Thursday, April 4, 2013

am I confused?....but until when??? broken pieces still remain broken!



I claim to be strong...I "try" to stand up again...
these trials have remained trials since the first time I tried!
I pity on myself everyday...I regret every single moment of my life.....
I have questions with myself and thus I have doubts on everyone!
I accept it I don't trust anyone completely except for maa...but still cant share everything to her!
her daughter has committed big mistakes...which she wouldn't be able to take on ever!

my decisions are never mine...decision of studying in heritage is also an influenced one!
Each time I lose ..I  regret!

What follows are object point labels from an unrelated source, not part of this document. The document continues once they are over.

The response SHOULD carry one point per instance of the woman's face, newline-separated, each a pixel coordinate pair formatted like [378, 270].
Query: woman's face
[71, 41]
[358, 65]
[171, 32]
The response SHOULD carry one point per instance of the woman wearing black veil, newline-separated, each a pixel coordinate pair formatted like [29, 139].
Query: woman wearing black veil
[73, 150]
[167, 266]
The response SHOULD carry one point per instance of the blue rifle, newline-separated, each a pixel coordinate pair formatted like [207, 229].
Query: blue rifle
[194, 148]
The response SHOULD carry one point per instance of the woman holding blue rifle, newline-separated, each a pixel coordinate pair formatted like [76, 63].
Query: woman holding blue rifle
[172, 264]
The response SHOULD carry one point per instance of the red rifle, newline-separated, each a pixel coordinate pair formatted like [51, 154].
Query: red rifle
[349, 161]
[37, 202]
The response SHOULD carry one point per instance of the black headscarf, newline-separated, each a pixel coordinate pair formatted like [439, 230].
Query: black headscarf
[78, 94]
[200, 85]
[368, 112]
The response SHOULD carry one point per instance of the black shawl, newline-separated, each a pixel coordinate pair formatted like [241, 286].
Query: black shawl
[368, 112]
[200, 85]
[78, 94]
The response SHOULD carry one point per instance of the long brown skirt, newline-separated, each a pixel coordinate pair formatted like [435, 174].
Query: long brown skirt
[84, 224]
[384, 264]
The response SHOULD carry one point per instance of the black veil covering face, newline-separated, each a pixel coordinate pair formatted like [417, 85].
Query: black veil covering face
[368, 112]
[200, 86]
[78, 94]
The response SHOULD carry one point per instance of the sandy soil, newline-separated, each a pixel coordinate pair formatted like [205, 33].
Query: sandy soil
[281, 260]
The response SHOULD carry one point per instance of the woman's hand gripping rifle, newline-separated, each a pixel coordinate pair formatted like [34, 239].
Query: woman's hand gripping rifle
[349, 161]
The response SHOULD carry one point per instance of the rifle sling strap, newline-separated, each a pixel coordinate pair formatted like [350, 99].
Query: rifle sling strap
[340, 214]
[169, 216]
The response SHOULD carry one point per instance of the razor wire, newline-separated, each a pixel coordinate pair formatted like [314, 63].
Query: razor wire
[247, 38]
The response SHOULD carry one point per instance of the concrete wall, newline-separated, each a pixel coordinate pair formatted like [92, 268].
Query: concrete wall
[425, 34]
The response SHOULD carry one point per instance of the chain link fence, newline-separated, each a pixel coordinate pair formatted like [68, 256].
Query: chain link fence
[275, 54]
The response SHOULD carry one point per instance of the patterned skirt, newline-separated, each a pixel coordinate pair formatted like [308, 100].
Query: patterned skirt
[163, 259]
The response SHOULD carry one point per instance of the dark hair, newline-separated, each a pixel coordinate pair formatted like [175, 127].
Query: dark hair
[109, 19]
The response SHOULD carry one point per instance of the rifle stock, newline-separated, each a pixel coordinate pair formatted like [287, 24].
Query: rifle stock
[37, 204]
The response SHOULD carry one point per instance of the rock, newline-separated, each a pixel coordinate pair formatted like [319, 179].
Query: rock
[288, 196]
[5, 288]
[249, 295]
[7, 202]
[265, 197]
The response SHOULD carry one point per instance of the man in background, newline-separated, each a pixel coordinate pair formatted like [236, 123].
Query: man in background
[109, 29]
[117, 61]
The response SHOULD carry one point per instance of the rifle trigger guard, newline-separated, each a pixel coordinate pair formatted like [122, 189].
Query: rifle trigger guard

I make a promise to myself...that I will keep my dignity and I will improve but I don't.
an under-performer is what I am...I always have dat so called "potential"  which never gets executed
and still I get satisfied with what I have...the urge for more is dying in me!
I pretend ..I pretend to be happy each and every moment....which is actually not the reality!

I am dissatisfied...with myself and with rest of the world....
I complain that nobody has ever loved me truly...
but have I ever respected and loved myself really!
I got influenced in every possible way...I got carried away...
but can I love anyone..? do I deserve to be loved?
and I don't have the answer
since I do not stick to my decisions ever!
in every aspect of my life ..I am an under-performer!
I am not a good lover ,not a good scholar and not even a good human being(though I try to b one )

lastly I am selfish ...I cant bear loneliness...it kills!
but m again a loser over here! people leave me! they misuse or misunderstand! I have a bad behaviour... i don't know the ways to express things! I love him...but he has correctly shown me the reasons of not loving me! ..I have complaints ,I talk about me and m selfish...
oh yes I can think only about myself! but after analysing I found I cudnt even do dat properly!

I am still confused about why did I write this!
but there is only one thing which i want without any confusion!
I want everyone to be happy...I want me to be happy...
I cant bear pain...cant c anyone to bear it!